Frederic CHOPIN (1810-1849)
Etudes Op. 10 (1833) [27.42]
No. 1 in C [1.52]
No. 2 in A minor [1.32]
No. 3 in E [4.35]
No. 4 in C sharp minor [2.07]
No. 5 in G flat [1.51]
No. 6 in E flat minor [3.43]
No. 7 in C [1.37]
No. 8 in F [2.34]
No. 9 in F minor [2.21]
No. 10 in A flat [2.33]
No. 11 in E flat [2.56]
No. 12 in C minor [2.41]
Robert SCHUMANN (1810-1856)
Fantasia in C Op. 17 (1839) [31.27]
Agustin Anievas (piano)
rec. American Academy of Arts & Letters, New York. No date supplied.

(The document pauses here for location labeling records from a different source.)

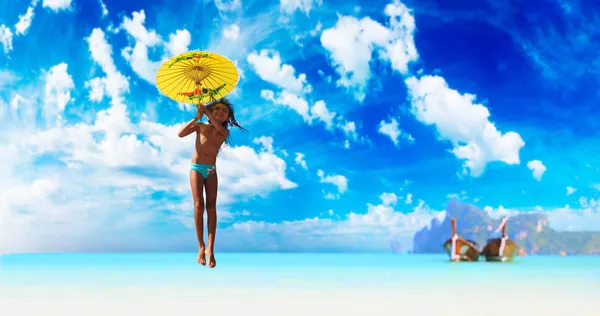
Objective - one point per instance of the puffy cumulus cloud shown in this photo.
(25, 19)
(353, 42)
(269, 67)
(392, 130)
(56, 5)
(340, 181)
(585, 216)
(59, 84)
(305, 6)
(463, 122)
(373, 230)
(537, 168)
(6, 36)
(294, 89)
(225, 6)
(301, 161)
(144, 39)
(102, 177)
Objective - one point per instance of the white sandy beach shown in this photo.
(415, 300)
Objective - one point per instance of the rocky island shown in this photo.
(529, 230)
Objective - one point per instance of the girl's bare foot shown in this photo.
(201, 256)
(211, 259)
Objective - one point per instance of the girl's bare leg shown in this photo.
(197, 183)
(211, 186)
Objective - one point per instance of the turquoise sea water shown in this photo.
(291, 270)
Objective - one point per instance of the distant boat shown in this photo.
(460, 249)
(500, 249)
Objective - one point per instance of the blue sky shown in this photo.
(364, 120)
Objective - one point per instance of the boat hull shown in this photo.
(466, 250)
(491, 251)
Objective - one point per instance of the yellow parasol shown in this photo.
(197, 77)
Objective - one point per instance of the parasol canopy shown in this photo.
(197, 77)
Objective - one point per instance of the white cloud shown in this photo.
(289, 6)
(59, 84)
(464, 123)
(25, 20)
(268, 65)
(103, 7)
(584, 217)
(266, 142)
(339, 181)
(6, 36)
(228, 5)
(538, 169)
(352, 42)
(392, 130)
(144, 39)
(319, 111)
(231, 32)
(381, 224)
(121, 162)
(300, 160)
(56, 5)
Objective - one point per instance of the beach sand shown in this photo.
(289, 300)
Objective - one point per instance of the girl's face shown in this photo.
(221, 112)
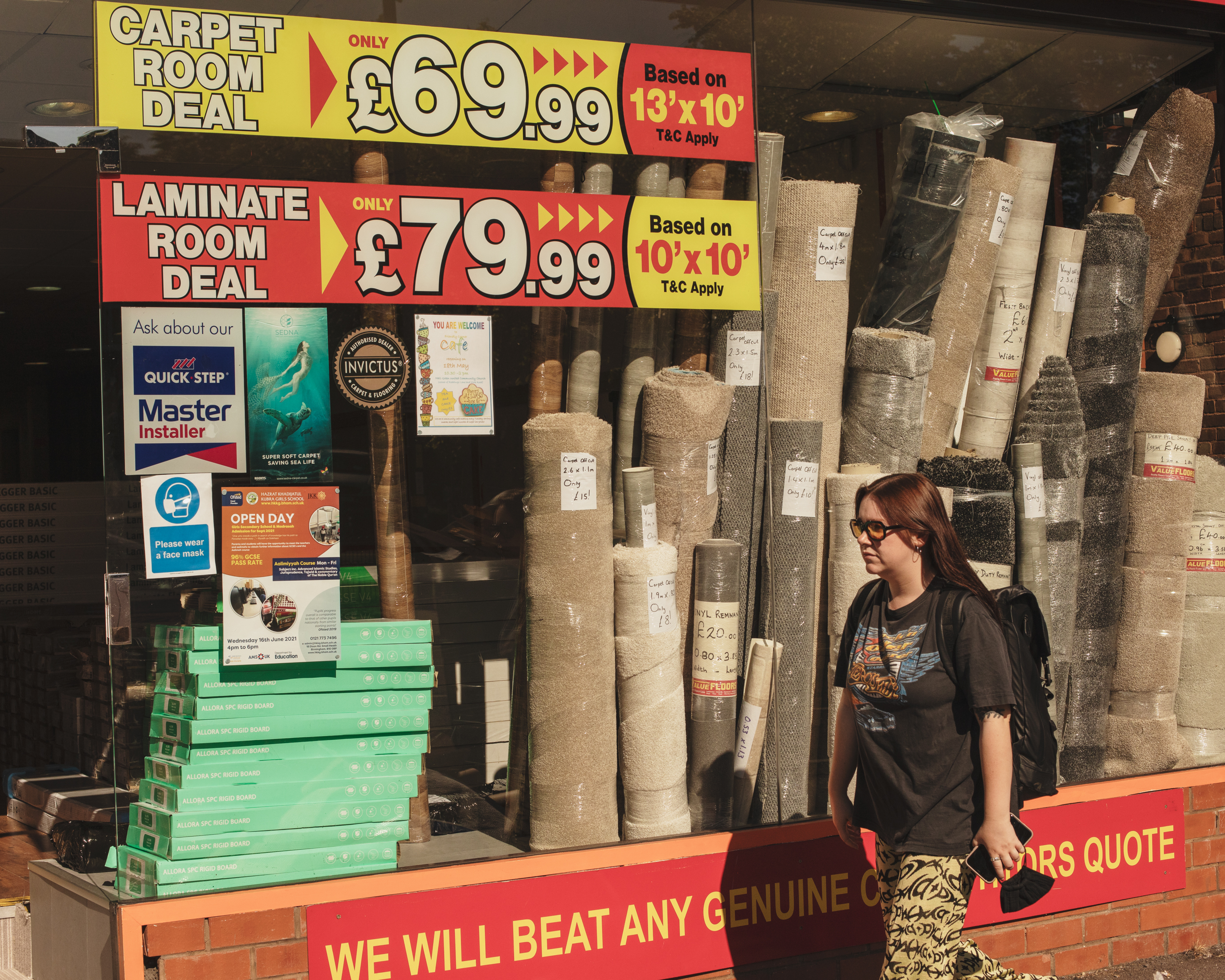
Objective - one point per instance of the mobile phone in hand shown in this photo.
(979, 860)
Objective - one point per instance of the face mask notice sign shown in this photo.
(184, 399)
(281, 575)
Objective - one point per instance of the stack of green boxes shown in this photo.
(261, 776)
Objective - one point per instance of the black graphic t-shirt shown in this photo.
(919, 781)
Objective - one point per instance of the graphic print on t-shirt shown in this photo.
(880, 675)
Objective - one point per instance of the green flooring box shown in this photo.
(262, 842)
(269, 703)
(192, 799)
(294, 680)
(249, 820)
(266, 729)
(364, 745)
(179, 775)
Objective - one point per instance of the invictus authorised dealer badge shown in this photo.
(370, 368)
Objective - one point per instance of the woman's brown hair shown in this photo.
(913, 502)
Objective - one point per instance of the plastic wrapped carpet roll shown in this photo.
(984, 514)
(1201, 680)
(1050, 318)
(995, 375)
(789, 612)
(715, 654)
(651, 694)
(764, 189)
(922, 227)
(752, 723)
(568, 556)
(1142, 733)
(886, 388)
(1165, 176)
(684, 414)
(963, 298)
(743, 449)
(1054, 418)
(1029, 499)
(1104, 351)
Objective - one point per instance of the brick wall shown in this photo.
(266, 945)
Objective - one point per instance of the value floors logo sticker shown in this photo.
(183, 390)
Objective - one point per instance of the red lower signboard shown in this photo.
(689, 915)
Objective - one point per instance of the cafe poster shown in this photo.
(281, 575)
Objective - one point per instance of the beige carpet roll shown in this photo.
(964, 294)
(1050, 318)
(684, 414)
(651, 694)
(568, 556)
(760, 670)
(1164, 168)
(995, 376)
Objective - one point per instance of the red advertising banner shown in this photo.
(690, 915)
(171, 239)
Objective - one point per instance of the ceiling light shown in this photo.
(59, 108)
(831, 115)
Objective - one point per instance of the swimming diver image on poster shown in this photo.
(290, 417)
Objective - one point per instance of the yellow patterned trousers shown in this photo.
(924, 902)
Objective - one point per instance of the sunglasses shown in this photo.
(875, 530)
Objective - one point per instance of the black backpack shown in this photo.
(1034, 750)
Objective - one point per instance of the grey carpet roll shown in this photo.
(764, 184)
(684, 414)
(995, 375)
(1104, 351)
(571, 658)
(715, 653)
(1167, 177)
(984, 514)
(1029, 499)
(751, 726)
(963, 298)
(743, 450)
(886, 388)
(922, 226)
(651, 693)
(1054, 418)
(789, 615)
(1201, 679)
(1142, 733)
(1050, 318)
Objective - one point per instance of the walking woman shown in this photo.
(925, 729)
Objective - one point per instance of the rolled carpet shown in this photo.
(1104, 351)
(1050, 318)
(1054, 418)
(651, 693)
(963, 297)
(568, 556)
(684, 414)
(789, 615)
(738, 353)
(715, 654)
(1201, 680)
(1164, 168)
(886, 388)
(995, 375)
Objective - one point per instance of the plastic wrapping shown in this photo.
(789, 615)
(935, 156)
(715, 657)
(963, 297)
(884, 400)
(570, 654)
(995, 374)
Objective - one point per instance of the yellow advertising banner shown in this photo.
(200, 71)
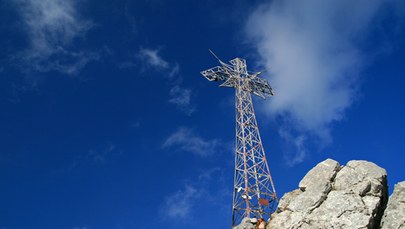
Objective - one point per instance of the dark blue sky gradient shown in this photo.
(87, 150)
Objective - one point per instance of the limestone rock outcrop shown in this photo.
(334, 196)
(394, 214)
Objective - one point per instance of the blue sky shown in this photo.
(106, 121)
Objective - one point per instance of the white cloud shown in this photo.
(152, 59)
(311, 48)
(181, 97)
(52, 26)
(186, 140)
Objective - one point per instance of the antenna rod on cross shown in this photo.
(254, 194)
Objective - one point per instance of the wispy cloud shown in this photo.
(311, 48)
(52, 26)
(185, 139)
(152, 59)
(181, 97)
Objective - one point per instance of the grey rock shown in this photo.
(394, 215)
(331, 196)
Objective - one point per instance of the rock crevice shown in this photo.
(335, 196)
(338, 197)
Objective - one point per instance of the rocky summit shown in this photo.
(335, 196)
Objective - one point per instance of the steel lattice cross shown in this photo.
(253, 194)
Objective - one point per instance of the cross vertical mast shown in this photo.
(253, 194)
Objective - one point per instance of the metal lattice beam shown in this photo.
(254, 194)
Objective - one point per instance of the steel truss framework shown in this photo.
(254, 194)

NEWPORT CLASSIC NCD60179 [58.69]
 
It is good to see Agustin Anievas taking the opportunity of his 75th birthday to celebrate the music of both Chopin and Schumann. The Chopin Etudes are technically very demanding as well as being poetic masterpieces and I did wonder how Anievas at 75 might rise to the challenge. Any doubts I may have had on that score were quickly dispelled with his performance of the first two etudes both of which were dispatched effortlessly. Anievas’ performance of No. 1 in particular was one of the fastest I have heard. In No. 3 Anievas conjured a lovely sonorous tone from his Fazioli and his shaping of the phrasing really brought out the poetry of the music without being mawkish or sentimental. With etude No. 4, Anievas reminded us once again of his virtuoso credentials, while the ‘black keys study’ was light and sprightly with the right hand figurations beautifully shaped. In the chromatic sixth etude, Anievas’s rubato was beautifully judged and he seemed to find the sense of yearning and sadness at the heart of the piece.
 
I was struck increasingly by Anievas’s characterisation of the individual etudes as well as by his considerable technical abilities. The seventh double-note study was feathery light and had great charm and rhythmic sprightliness. The F minor left hand study had all the right ingredients of brooding melancholy, wistfulness and passionate yearning. The A flat study was exquisitely phrased and the modulations were played gracefully and sensitively - really quite wonderful playing. The ‘Revolutionary’ study had the necessary searing intensity and passion. This recording clearly showed someone who has lived with this pieces for a long time and who has thought deeply about them.
 
Anievas wrote in the programme notes that: “The Fantasia of Schumann has only recently become part of my repertoire, but a large part of my life”. It is fortunate that he has decided to turn to this piece as this is really quite an extraordinary recording. The first movement in the wrong hands can sound episodic and incoherent but Anievas allows the music to unfold gradually in a seamless and natural way that sounds just right. The kaleidoscope of colour and texture, the emotional range and the flights of fancy are all captured wonderfully well: this is music which he clearly connects to in an emotionally direct way and it shows.
 
The complex dotted and cross-rhythms in the second movement march were handled with ease while the technically demanding leaps at the end of the movement were played with real virtuoso aplomb. In the final slow movement, Anievas once again allow the music to unfold in a seamless and natural way, and his playing has the necessary lyricism and dreaminess that one looks for in this music but again without being sentimental.
 

Robert Beattie
 
Lyricism and dreaminess without sentimentality.